Opinion: I Got DOGE-d. Musk Got Trumped. Neither of Us Saw It Coming.

For the three years I worked at USAID, nearly every time I told someone what I did, I had to spell out the acronym. Most people had never heard of it. I’d give a tight, two-sentence summary, and the usual response was: “Huh. That sounds important.”

Then I got laid off.

Suddenly, no one asked what USAID stood for. Friends, family, the unemployment officer, an IRA transfer rep – even a stranger at the grocery store – knew exactly what I meant. For the first time, USAID had become a household name. But not because of the work we were doing – because we were being dismantled.

Amidst Elon Musk’s recent, acrimonious exit from the Trump administration, I can’t help but feel how surreal it all is. We’re living in a moment where ego and spectacle dominate, and serious work – quiet, lifesaving work – gets erased with a mass email and no severance. It’s hard not to wonder what any of it was for.

But meaning doesn’t live in headlines. It lives in the work.

At USAID, I supported health organizations in low- and middle-income countries to manage U.S. foreign assistance effectively and independently. We worked to ensure critical services – like HIV/AIDS treatment – wouldn’t vanish when U.S. dollars eventually did. This wasn’t charity. It was infrastructure. It valued local leadership.
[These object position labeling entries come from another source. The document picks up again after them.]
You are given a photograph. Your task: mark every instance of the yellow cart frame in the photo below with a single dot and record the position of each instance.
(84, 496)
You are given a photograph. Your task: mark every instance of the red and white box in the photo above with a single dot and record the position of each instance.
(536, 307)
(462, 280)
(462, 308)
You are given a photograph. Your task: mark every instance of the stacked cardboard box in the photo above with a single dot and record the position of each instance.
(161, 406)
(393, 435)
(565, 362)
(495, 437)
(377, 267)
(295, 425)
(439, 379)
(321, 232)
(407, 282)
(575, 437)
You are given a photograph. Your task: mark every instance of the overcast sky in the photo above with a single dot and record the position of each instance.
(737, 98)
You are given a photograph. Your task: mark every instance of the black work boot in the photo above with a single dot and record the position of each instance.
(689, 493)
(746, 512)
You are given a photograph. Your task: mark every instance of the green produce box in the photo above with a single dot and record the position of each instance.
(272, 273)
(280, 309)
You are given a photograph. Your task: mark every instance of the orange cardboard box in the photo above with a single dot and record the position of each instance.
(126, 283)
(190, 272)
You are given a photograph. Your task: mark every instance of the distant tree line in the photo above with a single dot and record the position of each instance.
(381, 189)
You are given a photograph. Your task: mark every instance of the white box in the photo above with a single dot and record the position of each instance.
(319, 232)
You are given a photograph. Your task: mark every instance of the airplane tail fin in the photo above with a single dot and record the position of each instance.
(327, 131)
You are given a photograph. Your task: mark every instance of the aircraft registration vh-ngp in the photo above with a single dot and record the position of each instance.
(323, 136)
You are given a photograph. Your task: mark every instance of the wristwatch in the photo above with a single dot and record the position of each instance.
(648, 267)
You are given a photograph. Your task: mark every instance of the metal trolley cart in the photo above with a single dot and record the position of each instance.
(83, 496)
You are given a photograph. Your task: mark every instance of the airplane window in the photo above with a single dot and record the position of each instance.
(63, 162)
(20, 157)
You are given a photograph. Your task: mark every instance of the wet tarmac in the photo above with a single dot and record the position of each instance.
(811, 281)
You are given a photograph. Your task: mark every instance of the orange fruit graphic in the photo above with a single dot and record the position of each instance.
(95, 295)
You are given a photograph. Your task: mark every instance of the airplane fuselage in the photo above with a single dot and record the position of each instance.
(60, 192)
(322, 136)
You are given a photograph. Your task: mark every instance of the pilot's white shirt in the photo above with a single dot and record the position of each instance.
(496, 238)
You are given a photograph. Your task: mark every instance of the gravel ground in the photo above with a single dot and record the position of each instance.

It had strong bipartisan support. It was designed to save lives and save money in the long term.

Now, it’s gutted.

On January 28, I lost my job. My family lost two-thirds of our income. My infant son lost his health insurance. And I’m not alone. Tens of thousands of public servants across agencies have been caught in the crosshairs of an administration that sees federal expertise as expendable. These are people with advanced degrees, years of experience, and deep commitment to public good. They didn’t take these jobs to get rich. They did it because they believed in something bigger.

Foreign assistance is often misunderstood or politicized. But in truth, it’s one of the most strategic investments the U.S. makes.

Foreign assistance is often misunderstood or politicized. But in truth, it’s one of the most strategic investments the U.S. makes. Less than 1% of our federal budget goes toward foreign aid, and yet it prevents wars, slows pandemics, strengthens fragile states, and opens new markets for American business.

USAID’s global health programs helped cut child mortality in half since 1990. Its agriculture and food security efforts reduce famine-driven migration and stabilize regions before a crisis hits. Its work helps stop pandemics at the source, before they ever reach our shores.

And this is not just liberal idealism. President George W. Bush launched PEPFAR, saving over 25 million lives. Under Trump, USAID led COVID-19 response and vaccine delivery worldwide. Support for foreign aid has always been bipartisan – until now.

When you cut foreign assistance, people don’t just suffer. They die. Programs disappear. Epidemics spread. Civil society weakens. And instability does what it always does: spreads.

This isn’t just about a few thousand federal workers. It’s about the kind of country we want to be. One that prevents a crisis – or one that waits for it to reach our doorstep.

I didn’t write this for sympathy. My family is figuring it out. But if you’ve never thought much about foreign assistance, now you have a reason to. If you didn’t know someone who was affected, now you do.

If you care about a safer, stronger America, foreign assistance is your issue too.

Courtney Eker Hardy is the senior operations associate at the Dovetail Impact Foundation. She previously worked with USAID, UNFPA, and Peace Corps on global health and gender equity. Courtney holds dual master’s degrees in global policy and public health from the University of Texas and lives in Austin with her husband, baby, and two dogs.